Go ahead, race the masses to the bookstore for Goldie Hawn’s confessional A Lotus Grows in the Mud or chick-lit machine Jane Green’s latest, The Other Woman. Summer reading has a tendency toward the syrupy — after all, who wants to crack open War and Peace along with a cold one?
But a quick glance at the New York Times‘ current best-selling fiction list reveals slightly grittier tastes: Among the murder mysteries and detective series, there’s a new shocker by Chuck Palahniuk and an offering by Eric Jerome Dickey touted as “a sex-drenched melodrama.”
Is it possible that summer readers are planning a little R&R for their bodies — without sending their brains on vacation? Hoping to further that trend, Xpress presents a summer reading list not for the faint of heart. For our top small-press picks, read on.

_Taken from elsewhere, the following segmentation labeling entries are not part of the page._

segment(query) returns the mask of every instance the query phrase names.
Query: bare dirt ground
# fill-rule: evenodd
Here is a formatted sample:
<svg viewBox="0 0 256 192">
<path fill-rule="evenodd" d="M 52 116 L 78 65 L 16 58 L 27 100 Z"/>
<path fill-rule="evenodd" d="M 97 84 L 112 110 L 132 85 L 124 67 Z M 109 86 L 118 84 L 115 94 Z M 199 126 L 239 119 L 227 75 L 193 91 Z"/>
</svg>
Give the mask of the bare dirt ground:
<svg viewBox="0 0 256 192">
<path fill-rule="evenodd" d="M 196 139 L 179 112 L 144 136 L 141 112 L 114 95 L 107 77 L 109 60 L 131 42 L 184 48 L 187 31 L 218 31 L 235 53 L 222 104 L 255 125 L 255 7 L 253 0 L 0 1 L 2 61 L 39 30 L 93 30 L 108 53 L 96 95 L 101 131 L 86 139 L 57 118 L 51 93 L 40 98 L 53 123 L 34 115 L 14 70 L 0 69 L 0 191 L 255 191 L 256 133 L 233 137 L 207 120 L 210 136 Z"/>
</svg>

Drugs abound in Bee Lavender’s memoir, Lessons in Taxidermy (Punk Planet, 2005). Unfortunately, there’s not a lot of sex or rock ‘n’ roll with which to wash down the morphine.
“Truly, the only drugs I encounter come to me through a prescription or an IV,” the author tells a doctor as she’s being admitted for a stomach ailment.
Lavender, best known for her contributions to the alternative parenting world (the Hip Mama Web site and magazine and the recently released Mamaphonic: Balancing Motherhood and Other Creative Acts), and for her fiercely lipstick-and-tattooed personage, is a bit of a medical marvel. She suffered through cancer of the lymph nodes, skin cancer, cysts in her jaw and a burst appendix (while her jaw was wired shut) — all simultaneously, and all by junior high school. Add double vision, a serious car accident and teen pregnancy … and that’s still just the beginning.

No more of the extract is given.